高山 私はエレカシの『風に吹かれて』とストレイテナーの『Melodic Storm』にしました。この時間帯って重たいから、これくらい濃い曲を入れたいんです。特にテナーはライブの最後によくこの曲を演奏するので、「もうすぐゴール」って感じがリンクしてるかなと。

鹿野 この2曲は“風”ですよね。

高山 あ、そっか、風つながりや! たぶん、この曲が追い風になったらいいなって選んだんだと思います。私、2014年の名古屋ウィメンズマラソンに、疲労骨折したまま出走したんですよ。テーピングと痛み止めでどこまで走れるかわからないけど、30kmまでは頑張ろうと思って。でも、完走できないつもりだったからか逆に結構飛ばせて……タイムの貯金もしながら、30kmまで余裕でいけたんです。もちろん体は痛すぎて麻痺してるし、めちゃくちゃしんどいけど、ここまできたらもうあと12kmやから……ペースを上げて前に進むしかないって思えた。気力で走った経験は後にも先にもこれがマックスで、そのときも音楽にすごく頼りました。自分用のフルマラソンプレイリストは全部すごくポジティブな歌やったり、ランに重ね合わせられる詞やったりするから、曲の持つ言葉に引っ張ってもらいましたね。


一番つらい瞬間でも、スイッチを入れ直すための曲


金井 僕も、きつい3区を支えてくれる曲を選びました。もともとフルマラソンを走ったのは、鹿野さんに誘われて。人間としてちょっと変わるために、まずはひとの誘いを断らないようにしようと思い始めた矢先、最初のオファーが東京マラソンだったんです(笑)。で、だいぶ年上の鹿野さんが4時間で走るって言うから、ずっとスポーツをやっていた自分にできないはずはないと思って「じゃあ僕も」とか言っちゃって。案の定トレーニングを始めたら1か月くらいで靭帯が伸びちゃったので、当日は痛み止めの座薬を挿して走ったんですよ。スタート地点のホテルでまずは1本入れておこうと思ったら、トイレのドアを開けたところに同じ座薬の空箱が落ちてて……みんな痛いんだなって勇気づけられましたね(笑)。

三原 聞いててこっちも痛くなってくる……!

金井 でも、フルマラソンを走って思ったのは、42.195kmで人間性が出るなってこと。自分がどういう人間かわかりますよね。僕は究極にさみしがりやの自分に気づいて……誰かに見られてないと頑張れないって思ったんです。だから3区には、秦基博さんの『ひまわりの約束』とJason Mraz『You And I Both』を選びました。どっちも“あなたがいて私がいて”っていうタイプの曲ですね。

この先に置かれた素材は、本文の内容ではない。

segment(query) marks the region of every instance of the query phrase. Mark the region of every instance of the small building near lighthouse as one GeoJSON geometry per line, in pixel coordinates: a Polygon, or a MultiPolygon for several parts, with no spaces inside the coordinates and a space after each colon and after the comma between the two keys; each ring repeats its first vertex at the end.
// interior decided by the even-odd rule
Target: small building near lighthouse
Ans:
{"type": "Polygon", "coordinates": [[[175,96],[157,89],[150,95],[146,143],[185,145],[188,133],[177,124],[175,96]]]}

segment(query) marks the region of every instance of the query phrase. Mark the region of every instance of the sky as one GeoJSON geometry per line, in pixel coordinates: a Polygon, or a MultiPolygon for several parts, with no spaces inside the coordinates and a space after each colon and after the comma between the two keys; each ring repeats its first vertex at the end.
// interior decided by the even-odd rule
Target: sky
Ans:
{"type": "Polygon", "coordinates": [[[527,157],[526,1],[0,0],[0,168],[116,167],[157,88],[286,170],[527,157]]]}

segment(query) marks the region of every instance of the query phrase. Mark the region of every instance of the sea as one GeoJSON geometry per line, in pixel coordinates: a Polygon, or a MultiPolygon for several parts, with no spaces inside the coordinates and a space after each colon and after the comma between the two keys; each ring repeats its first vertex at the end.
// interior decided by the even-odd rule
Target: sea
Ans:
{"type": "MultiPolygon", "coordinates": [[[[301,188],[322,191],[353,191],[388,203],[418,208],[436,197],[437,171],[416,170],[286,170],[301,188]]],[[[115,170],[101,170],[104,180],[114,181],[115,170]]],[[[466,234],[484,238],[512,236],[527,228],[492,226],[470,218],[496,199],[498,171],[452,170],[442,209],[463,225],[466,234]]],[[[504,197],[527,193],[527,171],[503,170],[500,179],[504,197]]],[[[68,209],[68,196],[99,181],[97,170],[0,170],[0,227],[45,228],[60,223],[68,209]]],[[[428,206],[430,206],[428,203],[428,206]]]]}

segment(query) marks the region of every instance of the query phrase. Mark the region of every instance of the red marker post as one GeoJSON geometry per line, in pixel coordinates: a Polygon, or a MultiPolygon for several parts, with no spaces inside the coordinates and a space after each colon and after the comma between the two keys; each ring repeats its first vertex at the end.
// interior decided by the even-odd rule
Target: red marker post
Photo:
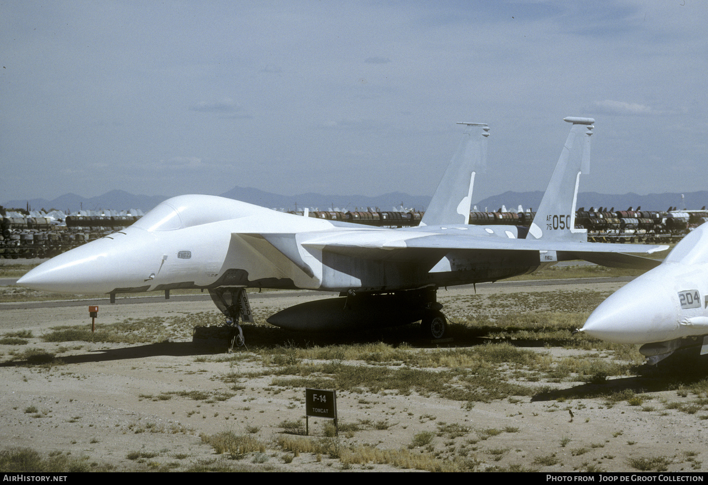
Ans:
{"type": "Polygon", "coordinates": [[[98,316],[98,307],[88,307],[88,316],[91,316],[91,333],[96,331],[96,317],[98,316]]]}

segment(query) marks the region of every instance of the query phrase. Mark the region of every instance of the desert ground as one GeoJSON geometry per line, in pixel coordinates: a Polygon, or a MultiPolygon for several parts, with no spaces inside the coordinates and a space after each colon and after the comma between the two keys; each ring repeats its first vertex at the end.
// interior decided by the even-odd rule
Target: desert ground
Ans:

三原 私は去年の名古屋ウィメンズマラソンが初フルで、サブ4.5が目標でした。いろんなひとから「30kmまでは温存だよ」と言われていたので、本番も30kmあたりまではゆっくりを心がけつつ、でも結構いいペースで走ってたんですよね。そしたら「このままだったらサブ4いけるぞ!」って声援が聞こえて……まさかと思いつつも気になってしまい、32kmを超えたあたりで、伴走してくれているコーチに「どれだけ速くても頑張るから、サブ4切れるように連れていってください」って頼みました。そこから一気にペースを上げて、本当にサブ4を達成できた。だから3区って、つらいけどもう一回スイッチを入れ直したり、決意できるタイミングだなって思います。一番応援してほしい地点でもあるけど、テンションを上げたいポイントでもある。そこで選んだのが電気グルーヴの『N.O.』です。気持ちも上がるし、よく聴くと歌詞も深いし、これは入れたいなとすぐに思いました。あとは候補曲のひとつに岡村靖幸さんの『あの娘ぼくがロングシュート決めたらどんな顔するだろう』があって、このタイトルみたいに自分がゴールしたときに喜んでくれるひとの顔を思い浮かべたら、残り10kmも頑張れる気がしますよね。

鹿野 三原さんって、ここまでほとんど洋楽派だったじゃないですか。それが、マラソンのクライマックスにきて全部日本語になってるんだよね。

三原 そうなんです! 自分でもこうやって並べてみて初めて気づいたんですけど、やっぱり言葉に支えられてるんだなって思いました。マラソンの後半って、前のひとのTシャツに書いてある言葉がめっちゃ沁みたりするし……「いま頑張らないでいつ頑張るんだ」みたいによく聞く言葉でも「うんうん!」ってなる(笑)。

高山 「諦めたらそこで終わりだ」とかね(笑)。

三原 そうそう! だから、最後のほうは言葉で勇気づけてほしいなって思います。